Our Lagos – The road of yesterday

The giant of Nigeria, the commercial hub of the nation, with over 20 million residents (approx. 10% of the country’s population) and a reputation for being the most bankable state – with Year on Year (Y.O.Y) internally generated revenues (IGR) mostly higher than its other counterparts, as Lagos State maintained a distant top and recorded the highest IGR of N382.1 billion in 2018, more than twice the IGRs of the two best revenue generating states after it – Rivers State (N112.7bn) and Ogun State (N84.5bn) – combined (NBS, 2018). This should allude to the quality of infrastructure and standards of living in the city. Sadly, this is not the case; Our stark reality is that the Lagos we know is that of a daily continuous struggle to survive – A rat race. Even the most simplistic processes are thwarted by the infrastructural deficit inherent in our city. The bane of this is reflected in the apparent spend on capital expenditures (Capex) vis – a – vis the focus on recurrent expenditures and improving human capital as can be witnessed in other emerging markets (for example Singapore, Moscow, Beijing, Hong Kong). This spend on Capex has yielded little with respect to maintenance Capex, and this is the crux of the problem the daily middle class faces in Lagos.

Our Roads – My Perspective

The paucity of roads is worrisome, as the lack of quality roads, proper drainage, and most importantly maintenance continue to cause a plethora of issues in the community and state, with road accidents and heavy gridlock as sad consequences of this problem.

I step out of my home and see a street (Sophie Kuye Street) with more than twenty potholes. As I walk outwards and proceed to Bawala  (centered by the Bariga Local Government), I see what I can only describe as a confluence of potholes, each interacting with the tires of cars consistently like a trader in Adaranijo market beckoning me. Overwhelmed, I track back and decide – being optimistic – to see how the road leading to the famous Famous Bustop fairs. The answer is the same, with the jagged structure prevalent at the entrance of the road – when coming from Bariga – and no one has gotten this right since I was in Christ the Redeemers Secondary School (‘11/’12).

I shake my head vigorously in discontent and begin the quest to find a good road. Just one without a blemish. I pass Bawala to link to the road leading to Charley Boy bus stop, Gbagada. I become amazed at the potholes, some of them smiling at me, and others – with mouths agape with incredulity – staring back at me as so to say, “oya near me na”. The sight is disastrous. Even in the so-called Gbagada Estate? Disgusted, I tell myself that “this can’t be possible. I must move inwards Gbagada Phase 1, I must see for myself”. I turn left from Grace Schools, towards Belton Suya Spot and I see wide potholes lying on the road like accident victims. This is the case as I move into Mabinuori Dawodu and Oguntana streets as I try to access the Gbagada expressway. By this time, I am writhing in pain. This is caused by the headache from shaking my head in despair. I tell myself that surely an express way is blameless. I begin my journey from Westes and head towards the third mainland bridge. As I get to the service lane (close to the Gbagada central mosque) I see a natural speed bump created by the jagged road surface, and it affirms my fears – This problem is agnostic. I take the overhead bridge and circle back towards Harvesters Christian Centre, Gbagada and the service lane is in a state of apparent despair. Potholes from inwards Aturanse Estate, to those in UPS, LSDPC turning and even the expressway leading back home (before Westes, as you are moving to the Island).

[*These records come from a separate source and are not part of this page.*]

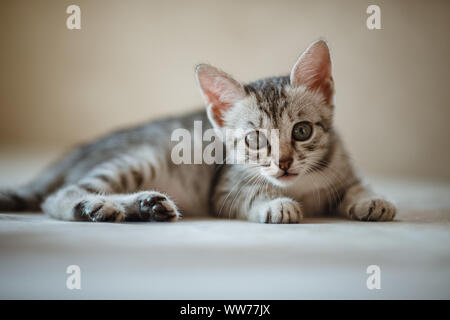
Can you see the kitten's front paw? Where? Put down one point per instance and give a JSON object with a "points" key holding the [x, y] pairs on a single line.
{"points": [[157, 206], [281, 210], [99, 210], [372, 210]]}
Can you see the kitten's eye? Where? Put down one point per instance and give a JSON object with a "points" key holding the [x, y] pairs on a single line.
{"points": [[256, 140], [302, 131]]}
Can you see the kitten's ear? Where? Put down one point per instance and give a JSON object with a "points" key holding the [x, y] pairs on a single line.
{"points": [[313, 69], [219, 90]]}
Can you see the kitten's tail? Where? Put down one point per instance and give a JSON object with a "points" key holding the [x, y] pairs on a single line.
{"points": [[31, 196]]}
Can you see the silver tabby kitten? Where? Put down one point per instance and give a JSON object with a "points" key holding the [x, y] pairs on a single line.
{"points": [[129, 175]]}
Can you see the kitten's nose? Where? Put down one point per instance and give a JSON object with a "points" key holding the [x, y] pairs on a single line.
{"points": [[285, 164]]}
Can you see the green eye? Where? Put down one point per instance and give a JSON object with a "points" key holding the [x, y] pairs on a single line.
{"points": [[302, 131], [255, 140]]}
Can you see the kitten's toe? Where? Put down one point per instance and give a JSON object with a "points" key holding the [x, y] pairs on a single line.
{"points": [[373, 210], [99, 210], [158, 207], [283, 210]]}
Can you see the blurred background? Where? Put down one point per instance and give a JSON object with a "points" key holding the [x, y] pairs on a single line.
{"points": [[134, 60]]}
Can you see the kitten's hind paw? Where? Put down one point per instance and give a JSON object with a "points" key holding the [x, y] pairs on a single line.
{"points": [[373, 210], [157, 206]]}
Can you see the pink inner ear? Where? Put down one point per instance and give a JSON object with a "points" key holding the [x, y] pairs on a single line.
{"points": [[313, 69], [220, 91]]}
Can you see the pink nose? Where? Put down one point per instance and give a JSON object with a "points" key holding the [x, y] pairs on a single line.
{"points": [[285, 164]]}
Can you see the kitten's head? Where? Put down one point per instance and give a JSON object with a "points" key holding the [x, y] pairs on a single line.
{"points": [[299, 107]]}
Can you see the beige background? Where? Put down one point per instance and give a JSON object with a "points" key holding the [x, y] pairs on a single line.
{"points": [[134, 60]]}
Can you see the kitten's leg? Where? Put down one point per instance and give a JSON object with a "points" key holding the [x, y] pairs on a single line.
{"points": [[360, 203], [256, 204], [74, 203], [278, 210], [102, 195]]}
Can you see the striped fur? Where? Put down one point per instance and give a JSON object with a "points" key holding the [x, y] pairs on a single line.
{"points": [[129, 175]]}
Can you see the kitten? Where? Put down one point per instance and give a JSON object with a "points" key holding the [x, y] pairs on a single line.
{"points": [[129, 175]]}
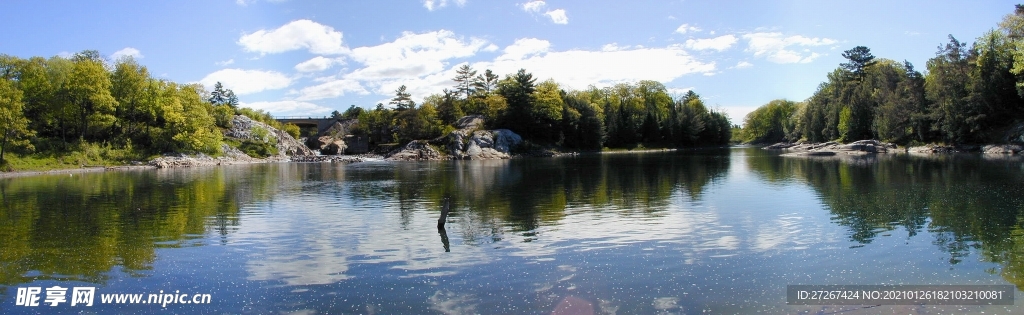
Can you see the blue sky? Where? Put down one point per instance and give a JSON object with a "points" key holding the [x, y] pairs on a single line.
{"points": [[311, 57]]}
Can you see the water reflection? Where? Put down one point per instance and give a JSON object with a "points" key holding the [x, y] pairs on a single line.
{"points": [[966, 203], [634, 233]]}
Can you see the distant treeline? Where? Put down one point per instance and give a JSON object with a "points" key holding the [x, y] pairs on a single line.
{"points": [[56, 105], [969, 95], [621, 116]]}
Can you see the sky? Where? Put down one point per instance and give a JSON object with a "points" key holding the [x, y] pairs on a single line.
{"points": [[304, 57]]}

I ask myself, where else can I go to? Where is without blemish? Is it Bariga, with the horrible state of roads in the popular Bariga market, Odunsin street, and its environs? Or is it Akoka, with the numerous smiling, dancing potholes in university road, opposite MRS filling station? I say no this can’t be! Surely there is one area without blemish! Is it Ikoyi? With the numerous pot – holes and the dilapidated corvette on the popular Ikoyi Club 1938 road? What about that big one around Golden gate (along Falomo, heading towards Victoria Island)? It is just certain that the government does not have her policies with respect to road maintenance right. I still am on the continuous quest to find a road without a blemish in Lagos.

What is the Solution?

Simple. To the government – Kindly do your job, which is to ensure infrastructure is put in place for everyone to achieve a quality of life. The State government has the powers to compel the Local government to act and ensure compliance with respect to road maintenance. This is what you as the government must do! What is the benefit of the Local government to the community? How have they helped our community? What has the Bariga Local Government ever done for us? Nothing. Over 20 years living in Bariga Local Government, all we see is private individuals and concerned citizens helping the communities. The Local government is like a dead dog and the Lagos State government does not seem to care. Fix our roads! Enough is Enough!